Discussion and Conclusion

This paper analyzes current literature on the architecture of emergency and temporary spaces—such as HERRCs—that influence the politics of belonging for immigrants and migrants seeking residency in the city. At the same time, it identifies how pragmatic choices in spoken Arabic and Spanish create a new semantic code that transforms HERRC centers into sites of belonging and permanence, resembling a home for those living within them. Thus, a new politics of belonging, representation, and familiarity emerges through speech, particularly when this speech is notated and translated into English equivalents. This idea confronts existing narratives about how HERRC centers are designed as temporary spaces and the urgent ways these architected environments are constructed to exclude. Residents in these spaces conceive of their own sense of belonging and permanence through speech pragmatics and discourse. They build a new semantic code in these languages that assign discrete sentiments of home, the house, family, and, therefore, permanence through the repetition and consequent endogeneity of these pragmatic choices. It is unclear whether these linguistic findings observed through fieldwork are intentional; these terms may be wielded purposefully to assign new meaning and structure to the temporary spaces of the HERRC. But the nature of this fieldwork and the spontaneous observations of these pragmatic choices suggest that this new semantic code and its political implications are more gradual—even serendipitous—rather than planned or organized. The findings of this paper assert, perhaps the grain of existent scholarship, that ways of speaking and perceiving temporary architecture allow people to endow a sense of ex-citizenship—an identity beyond citizenship—to their asylum-seeker, migrant, or immigrant identities. In other words, the invocations addressed in this fieldwork suppose that spoken language can recast the role of people within HERRC spaces increasingly as residents rather than foreigners in the paradigm of Di Cesare’s “resident-foreigner” concept brought up earlier.

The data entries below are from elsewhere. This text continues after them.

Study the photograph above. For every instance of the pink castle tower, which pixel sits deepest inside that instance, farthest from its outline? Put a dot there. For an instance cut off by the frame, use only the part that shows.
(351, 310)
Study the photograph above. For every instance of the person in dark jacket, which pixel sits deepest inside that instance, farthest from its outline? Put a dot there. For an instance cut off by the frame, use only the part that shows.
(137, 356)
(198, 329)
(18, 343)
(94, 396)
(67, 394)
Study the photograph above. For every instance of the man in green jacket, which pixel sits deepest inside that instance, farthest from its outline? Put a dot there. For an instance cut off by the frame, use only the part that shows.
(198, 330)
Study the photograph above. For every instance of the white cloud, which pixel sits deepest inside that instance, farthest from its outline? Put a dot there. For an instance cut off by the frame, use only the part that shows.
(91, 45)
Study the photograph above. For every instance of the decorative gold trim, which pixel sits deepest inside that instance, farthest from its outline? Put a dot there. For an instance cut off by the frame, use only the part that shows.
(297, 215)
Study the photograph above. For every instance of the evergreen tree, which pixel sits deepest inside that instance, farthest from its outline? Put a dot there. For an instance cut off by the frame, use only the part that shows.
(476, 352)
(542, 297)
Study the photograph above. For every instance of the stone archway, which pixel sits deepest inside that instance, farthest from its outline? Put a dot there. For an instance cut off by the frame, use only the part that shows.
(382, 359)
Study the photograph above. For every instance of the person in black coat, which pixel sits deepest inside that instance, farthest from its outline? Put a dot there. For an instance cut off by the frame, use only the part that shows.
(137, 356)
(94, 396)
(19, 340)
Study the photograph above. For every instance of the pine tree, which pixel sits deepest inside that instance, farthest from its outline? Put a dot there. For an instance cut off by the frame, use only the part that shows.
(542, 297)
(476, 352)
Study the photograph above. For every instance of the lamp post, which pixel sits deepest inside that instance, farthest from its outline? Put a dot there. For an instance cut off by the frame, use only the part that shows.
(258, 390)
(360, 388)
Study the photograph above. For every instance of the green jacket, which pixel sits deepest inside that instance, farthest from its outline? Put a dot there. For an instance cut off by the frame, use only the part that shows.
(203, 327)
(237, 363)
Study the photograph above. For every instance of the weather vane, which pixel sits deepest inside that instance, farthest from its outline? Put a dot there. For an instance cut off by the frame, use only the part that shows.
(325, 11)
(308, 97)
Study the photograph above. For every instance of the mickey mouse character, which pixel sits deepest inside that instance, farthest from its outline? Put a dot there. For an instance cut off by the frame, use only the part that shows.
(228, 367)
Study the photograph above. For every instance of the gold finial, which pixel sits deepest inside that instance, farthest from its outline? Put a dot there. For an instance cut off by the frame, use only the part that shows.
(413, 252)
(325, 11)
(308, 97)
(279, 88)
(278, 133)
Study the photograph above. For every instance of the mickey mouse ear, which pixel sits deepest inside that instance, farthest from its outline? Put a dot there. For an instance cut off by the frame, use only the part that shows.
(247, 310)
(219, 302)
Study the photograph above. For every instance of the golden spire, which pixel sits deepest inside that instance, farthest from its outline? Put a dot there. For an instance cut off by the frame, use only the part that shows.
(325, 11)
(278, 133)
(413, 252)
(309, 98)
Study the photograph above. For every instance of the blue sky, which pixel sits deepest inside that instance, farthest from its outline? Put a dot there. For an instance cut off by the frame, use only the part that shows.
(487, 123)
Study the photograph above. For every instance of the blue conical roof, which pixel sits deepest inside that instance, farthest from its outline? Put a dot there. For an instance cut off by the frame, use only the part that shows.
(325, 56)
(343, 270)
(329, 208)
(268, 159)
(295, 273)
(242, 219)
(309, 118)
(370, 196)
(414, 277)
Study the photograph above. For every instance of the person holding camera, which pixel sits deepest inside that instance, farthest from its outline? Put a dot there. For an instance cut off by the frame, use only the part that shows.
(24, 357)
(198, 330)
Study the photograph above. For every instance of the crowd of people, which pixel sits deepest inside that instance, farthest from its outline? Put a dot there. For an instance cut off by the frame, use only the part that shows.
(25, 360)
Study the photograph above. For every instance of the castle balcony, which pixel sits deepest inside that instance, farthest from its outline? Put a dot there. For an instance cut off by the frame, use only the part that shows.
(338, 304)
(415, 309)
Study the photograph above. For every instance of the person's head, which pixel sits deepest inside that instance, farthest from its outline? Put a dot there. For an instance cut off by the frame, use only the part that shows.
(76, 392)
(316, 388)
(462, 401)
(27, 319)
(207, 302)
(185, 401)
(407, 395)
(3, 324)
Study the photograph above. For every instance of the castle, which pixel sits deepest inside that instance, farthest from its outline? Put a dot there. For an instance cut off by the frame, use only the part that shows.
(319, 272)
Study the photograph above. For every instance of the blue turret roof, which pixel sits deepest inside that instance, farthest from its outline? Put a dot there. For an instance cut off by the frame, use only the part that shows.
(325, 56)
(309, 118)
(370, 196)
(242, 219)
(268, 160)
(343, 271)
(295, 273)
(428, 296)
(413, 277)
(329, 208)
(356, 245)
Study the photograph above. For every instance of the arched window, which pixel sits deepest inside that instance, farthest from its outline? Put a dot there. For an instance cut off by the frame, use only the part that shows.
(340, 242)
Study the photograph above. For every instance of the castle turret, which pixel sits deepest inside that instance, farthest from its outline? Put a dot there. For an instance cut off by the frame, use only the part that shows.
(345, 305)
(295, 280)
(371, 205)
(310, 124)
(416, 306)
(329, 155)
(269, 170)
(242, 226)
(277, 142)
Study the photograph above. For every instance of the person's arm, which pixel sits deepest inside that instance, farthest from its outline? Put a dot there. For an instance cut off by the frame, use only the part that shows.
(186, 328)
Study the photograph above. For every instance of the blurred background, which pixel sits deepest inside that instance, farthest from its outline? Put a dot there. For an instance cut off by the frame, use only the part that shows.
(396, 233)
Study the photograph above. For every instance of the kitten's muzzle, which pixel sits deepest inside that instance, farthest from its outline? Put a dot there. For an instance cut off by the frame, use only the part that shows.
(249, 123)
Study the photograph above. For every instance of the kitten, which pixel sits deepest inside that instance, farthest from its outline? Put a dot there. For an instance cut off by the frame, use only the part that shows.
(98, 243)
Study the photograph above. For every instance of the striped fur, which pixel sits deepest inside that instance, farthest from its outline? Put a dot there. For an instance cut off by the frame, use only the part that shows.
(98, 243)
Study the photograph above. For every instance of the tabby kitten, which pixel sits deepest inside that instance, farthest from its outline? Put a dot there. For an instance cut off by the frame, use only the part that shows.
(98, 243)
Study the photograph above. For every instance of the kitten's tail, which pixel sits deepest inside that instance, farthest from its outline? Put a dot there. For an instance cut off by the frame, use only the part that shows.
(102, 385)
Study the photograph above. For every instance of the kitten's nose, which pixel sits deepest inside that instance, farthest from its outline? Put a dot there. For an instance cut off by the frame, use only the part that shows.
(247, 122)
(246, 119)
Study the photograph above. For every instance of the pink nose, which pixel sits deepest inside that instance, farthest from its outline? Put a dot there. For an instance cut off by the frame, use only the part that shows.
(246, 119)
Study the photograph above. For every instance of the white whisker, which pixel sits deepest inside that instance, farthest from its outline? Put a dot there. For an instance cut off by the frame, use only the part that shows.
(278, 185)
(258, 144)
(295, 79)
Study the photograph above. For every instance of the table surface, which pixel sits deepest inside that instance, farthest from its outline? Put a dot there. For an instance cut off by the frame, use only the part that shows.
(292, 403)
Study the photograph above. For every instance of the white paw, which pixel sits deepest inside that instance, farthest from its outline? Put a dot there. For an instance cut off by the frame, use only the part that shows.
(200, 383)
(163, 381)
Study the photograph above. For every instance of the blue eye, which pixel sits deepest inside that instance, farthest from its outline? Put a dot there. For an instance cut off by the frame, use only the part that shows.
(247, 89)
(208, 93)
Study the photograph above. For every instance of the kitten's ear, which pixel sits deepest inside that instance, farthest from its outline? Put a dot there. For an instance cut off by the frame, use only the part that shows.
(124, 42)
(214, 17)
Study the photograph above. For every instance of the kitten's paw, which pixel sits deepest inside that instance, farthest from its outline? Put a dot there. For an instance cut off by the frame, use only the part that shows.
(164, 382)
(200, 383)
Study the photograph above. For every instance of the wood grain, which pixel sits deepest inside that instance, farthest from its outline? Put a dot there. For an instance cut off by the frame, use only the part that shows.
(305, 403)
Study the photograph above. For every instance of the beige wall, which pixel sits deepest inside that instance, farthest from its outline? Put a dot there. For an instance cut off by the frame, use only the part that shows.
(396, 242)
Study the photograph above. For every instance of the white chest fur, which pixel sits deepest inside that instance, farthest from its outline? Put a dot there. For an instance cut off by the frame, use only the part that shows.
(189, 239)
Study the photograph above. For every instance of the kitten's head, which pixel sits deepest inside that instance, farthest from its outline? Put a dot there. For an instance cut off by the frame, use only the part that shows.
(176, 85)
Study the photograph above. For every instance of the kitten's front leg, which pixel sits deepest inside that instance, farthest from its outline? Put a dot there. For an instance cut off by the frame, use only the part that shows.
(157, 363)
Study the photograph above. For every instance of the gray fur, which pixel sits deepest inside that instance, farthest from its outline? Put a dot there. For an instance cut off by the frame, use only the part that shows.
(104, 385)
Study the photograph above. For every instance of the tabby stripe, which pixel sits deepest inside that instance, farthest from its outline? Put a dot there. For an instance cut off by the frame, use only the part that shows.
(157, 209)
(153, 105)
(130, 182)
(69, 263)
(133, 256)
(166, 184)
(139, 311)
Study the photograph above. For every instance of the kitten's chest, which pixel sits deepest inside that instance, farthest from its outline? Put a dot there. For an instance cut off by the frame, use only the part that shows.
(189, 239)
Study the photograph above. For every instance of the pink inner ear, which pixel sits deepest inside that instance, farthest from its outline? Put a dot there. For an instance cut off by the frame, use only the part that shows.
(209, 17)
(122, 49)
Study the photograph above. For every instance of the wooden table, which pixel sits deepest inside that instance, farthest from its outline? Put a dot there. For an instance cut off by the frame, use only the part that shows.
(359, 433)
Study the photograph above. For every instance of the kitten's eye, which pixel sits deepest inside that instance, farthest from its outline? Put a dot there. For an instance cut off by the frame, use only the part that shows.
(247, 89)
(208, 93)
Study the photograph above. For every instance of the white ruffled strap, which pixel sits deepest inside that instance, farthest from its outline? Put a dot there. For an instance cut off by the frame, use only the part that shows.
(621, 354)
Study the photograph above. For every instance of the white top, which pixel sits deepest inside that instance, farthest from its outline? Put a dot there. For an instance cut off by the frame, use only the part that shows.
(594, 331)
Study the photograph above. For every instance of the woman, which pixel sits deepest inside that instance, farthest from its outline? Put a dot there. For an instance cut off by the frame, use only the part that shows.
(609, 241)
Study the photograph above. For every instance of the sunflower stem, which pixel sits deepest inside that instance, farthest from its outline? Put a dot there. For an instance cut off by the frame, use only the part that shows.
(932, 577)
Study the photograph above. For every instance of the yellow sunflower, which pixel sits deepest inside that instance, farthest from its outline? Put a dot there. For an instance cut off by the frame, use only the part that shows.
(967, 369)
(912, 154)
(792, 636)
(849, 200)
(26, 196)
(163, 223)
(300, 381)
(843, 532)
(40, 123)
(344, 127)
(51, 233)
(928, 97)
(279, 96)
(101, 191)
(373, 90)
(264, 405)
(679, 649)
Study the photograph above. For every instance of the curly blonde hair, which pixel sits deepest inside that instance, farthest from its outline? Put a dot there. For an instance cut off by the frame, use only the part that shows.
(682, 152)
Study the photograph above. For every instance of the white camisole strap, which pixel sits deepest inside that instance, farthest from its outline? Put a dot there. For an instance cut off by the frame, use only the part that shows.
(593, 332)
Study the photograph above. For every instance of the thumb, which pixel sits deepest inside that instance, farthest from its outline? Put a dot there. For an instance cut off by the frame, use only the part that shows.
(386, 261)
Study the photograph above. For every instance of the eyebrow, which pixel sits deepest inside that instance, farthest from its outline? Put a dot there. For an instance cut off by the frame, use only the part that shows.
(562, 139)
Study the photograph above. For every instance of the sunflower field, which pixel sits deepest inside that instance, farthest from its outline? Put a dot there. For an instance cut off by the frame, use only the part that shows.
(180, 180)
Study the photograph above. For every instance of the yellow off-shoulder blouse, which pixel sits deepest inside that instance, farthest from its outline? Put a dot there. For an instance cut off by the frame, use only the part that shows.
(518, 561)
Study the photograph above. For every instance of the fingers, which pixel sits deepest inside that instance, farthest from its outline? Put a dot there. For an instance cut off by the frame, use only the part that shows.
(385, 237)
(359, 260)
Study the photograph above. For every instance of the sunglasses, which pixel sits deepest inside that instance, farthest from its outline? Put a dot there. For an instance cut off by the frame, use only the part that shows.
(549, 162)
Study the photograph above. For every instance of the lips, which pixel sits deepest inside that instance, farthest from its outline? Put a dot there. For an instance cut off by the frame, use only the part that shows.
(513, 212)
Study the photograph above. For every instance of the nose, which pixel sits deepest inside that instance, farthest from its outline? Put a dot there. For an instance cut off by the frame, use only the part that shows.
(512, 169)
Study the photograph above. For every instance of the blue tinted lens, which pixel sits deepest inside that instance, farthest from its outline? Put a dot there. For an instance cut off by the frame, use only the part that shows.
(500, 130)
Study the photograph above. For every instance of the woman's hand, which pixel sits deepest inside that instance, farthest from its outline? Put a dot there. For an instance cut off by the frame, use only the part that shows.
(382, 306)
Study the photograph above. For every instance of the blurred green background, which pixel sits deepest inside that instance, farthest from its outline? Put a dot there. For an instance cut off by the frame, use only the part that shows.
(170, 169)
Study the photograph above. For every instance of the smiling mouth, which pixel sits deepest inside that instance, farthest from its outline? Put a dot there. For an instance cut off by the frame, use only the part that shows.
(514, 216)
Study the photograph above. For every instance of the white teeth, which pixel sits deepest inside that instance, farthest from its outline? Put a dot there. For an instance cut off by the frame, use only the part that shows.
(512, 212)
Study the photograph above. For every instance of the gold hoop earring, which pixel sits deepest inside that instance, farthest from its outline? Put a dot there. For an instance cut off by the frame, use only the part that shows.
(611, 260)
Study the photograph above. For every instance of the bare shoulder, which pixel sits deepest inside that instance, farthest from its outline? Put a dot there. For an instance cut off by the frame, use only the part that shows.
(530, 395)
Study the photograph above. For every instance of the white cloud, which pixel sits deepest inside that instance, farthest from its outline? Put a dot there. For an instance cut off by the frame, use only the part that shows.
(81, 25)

The implications of these findings are many, but for the sake of brevity, I offer that the significance of this paper lies in what comes next for the study of temporary spaces and linguistic nuance therein. A more comprehensive study of sentences, exclamations, and other parts of speech might shed more light on how this new semantic code might advocate more strongly for identities of permanence on the heels of a new, volatile federal administration. With such a vehement anti-immigration stance, new terminologies and ways of speaking might emerge over the next several months within HERRCs and other spaces that more heartedly transform the identity of inhabitants into urban residents than temporary foreigners in a new place. The camp might become more of a home, house, and place of permanence when we continue to study how language is deployed to study space. For other scholars working to study the spatiality of language—or how language refers and responds to space—similar studies in other environments might show how people auto-categorize themselves into non-normative categories that confront social labels. In short, to better understand how immigrants and new arrivals to the city grapple and recast their identity, perhaps we need only listen.